Drinking culture comes loaded with advice passed down through generations. Some of it holds water, but much of it is complete fiction. These myths shape how people drink and what they expect from alcohol, sometimes leading to poor decisions or false confidence. Understanding what is actually true helps you drink smarter and stay safer when you are enjoying quality spirits and wine.
Beer Before Liquor Makes You Sicker
This saying has survived for decades, suggesting that the order you drink different types of alcohol determines how sick you feel later. The reality is far simpler. The total amount of alcohol you consume matters, not the sequence in which you drink it.
Your body does not distinguish between ethanol from beer, whisky, or wine. What causes hangovers and sickness is drinking too much alcohol too quickly, regardless of whether you started with a pale ale and moved to bourbon, or vice versa.
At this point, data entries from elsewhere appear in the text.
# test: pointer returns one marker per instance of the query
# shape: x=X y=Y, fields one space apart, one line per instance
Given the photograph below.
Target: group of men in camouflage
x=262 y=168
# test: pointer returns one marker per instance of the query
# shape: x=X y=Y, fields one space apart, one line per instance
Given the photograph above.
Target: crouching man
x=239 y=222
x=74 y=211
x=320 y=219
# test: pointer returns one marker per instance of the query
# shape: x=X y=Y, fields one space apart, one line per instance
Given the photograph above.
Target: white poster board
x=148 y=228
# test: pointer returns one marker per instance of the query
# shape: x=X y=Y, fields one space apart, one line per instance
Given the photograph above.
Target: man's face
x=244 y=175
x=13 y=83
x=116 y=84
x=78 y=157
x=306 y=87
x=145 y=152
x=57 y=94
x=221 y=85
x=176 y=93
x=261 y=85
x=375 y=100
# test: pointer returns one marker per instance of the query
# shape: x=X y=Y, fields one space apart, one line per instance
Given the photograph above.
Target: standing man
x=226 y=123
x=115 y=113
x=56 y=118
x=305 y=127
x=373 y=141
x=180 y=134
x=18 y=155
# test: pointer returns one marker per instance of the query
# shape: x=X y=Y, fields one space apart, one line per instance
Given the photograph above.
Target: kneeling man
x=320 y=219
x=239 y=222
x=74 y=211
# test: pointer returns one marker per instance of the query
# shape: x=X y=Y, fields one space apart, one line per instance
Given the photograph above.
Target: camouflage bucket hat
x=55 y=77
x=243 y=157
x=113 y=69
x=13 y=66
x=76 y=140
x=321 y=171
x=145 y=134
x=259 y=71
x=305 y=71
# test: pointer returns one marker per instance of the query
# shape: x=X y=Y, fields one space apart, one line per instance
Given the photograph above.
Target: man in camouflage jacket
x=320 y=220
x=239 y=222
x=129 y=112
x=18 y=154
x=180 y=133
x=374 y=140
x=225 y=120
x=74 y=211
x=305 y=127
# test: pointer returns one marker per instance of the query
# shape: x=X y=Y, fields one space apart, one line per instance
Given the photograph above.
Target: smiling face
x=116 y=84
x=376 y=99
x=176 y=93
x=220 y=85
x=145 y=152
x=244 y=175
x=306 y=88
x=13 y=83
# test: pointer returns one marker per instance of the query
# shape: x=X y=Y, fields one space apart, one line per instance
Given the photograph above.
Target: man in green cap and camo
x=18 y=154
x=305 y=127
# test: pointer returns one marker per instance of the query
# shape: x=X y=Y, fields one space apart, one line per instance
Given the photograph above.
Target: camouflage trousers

The myth probably persists because people often start evenings with lower-alcohol drinks like beer, then switch to spirits later when they are already buzzed. By that point, they have lost track of their consumption and drink the stronger alcohol faster, leading to worse outcomes. The liquor gets blamed, but the real culprit is simply drinking too much.
Coffee Sobers You Up
When someone has had too much to drink, well-meaning friends often suggest coffee to help them sober up. This does not work. Caffeine makes you feel more alert, but it does nothing to reduce the alcohol in your bloodstream or speed up how quickly your liver processes it.
Your liver metabolizes alcohol at a constant rate, roughly one standard drink per hour. No amount of coffee, cold showers, or fresh air changes this. What coffee actually does is create a wide-awake drunk person. You might feel less tired, but your coordination, judgment, and reaction time remain just as impaired.
This false sense of alertness is dangerous because it can lead people to think they are okay to drive or make other decisions when they are still very much intoxicated. The only thing that truly sobers you up is time.
Alcohol Warms You Up
Standing outside in cold weather with a whisky or rum might give you a warm feeling, but alcohol actually lowers your core body temperature. The warmth you feel is blood rushing to your skin as alcohol dilates your blood vessels. This process pulls heat away from your vital organs and radiates it outward.
In genuinely cold conditions, drinking alcohol puts you at risk of hypothermia. You feel warm temporarily, which can lead you to underestimate how cold you actually are or fail to take proper precautions. Your body cannot maintain the temperature your organs need when alcohol is diverting warm blood to your skin where it cools down.
The perception of warmth is entirely superficial. If you need to actually warm up, alcohol is one of the worst choices you could make.
Drinking Helps You Sleep Better
A glass of red wine before bed feels relaxing, and many people swear by this nightcap ritual. While alcohol might help you fall asleep faster, it significantly disrupts the quality of your sleep throughout the night.
Alcohol suppresses REM sleep, which is the restorative phase where your brain consolidates memories and processes emotions. You spend less time in deep sleep and more time in lighter sleep stages. This means you wake up more frequently during the night, even if you do not fully remember these awakenings.
People who drink before bed often wake up feeling groggy and unrested, even after a full eight hours. The sedative effect wears off quickly, leaving you with fragmented, poor-quality sleep. Over time, regular drinking before bed can create a cycle where you feel increasingly tired during the day.
Red Wine Is Good for Your Heart
For years, studies suggested that moderate red wine consumption offered heart health benefits, largely due to antioxidants like resveratrol found in grape skins. This led to the popular belief that a glass of wine each day was actually good for you.
More recent research has challenged this conclusion. The health benefits previously attributed to wine likely came from other lifestyle factors common among moderate wine drinkers. These individuals tend to exercise more, eat better, have higher incomes, and see doctors regularly. The wine was not the cause of better health outcomes.
Any potential benefits from antioxidants in wine are far outweighed by the risks alcohol poses. Even moderate drinking increases your risk of several cancers, liver disease, high blood pressure, and stroke. If you want antioxidants, eating grapes or berries gives you the benefits without any of the alcohol-related risks.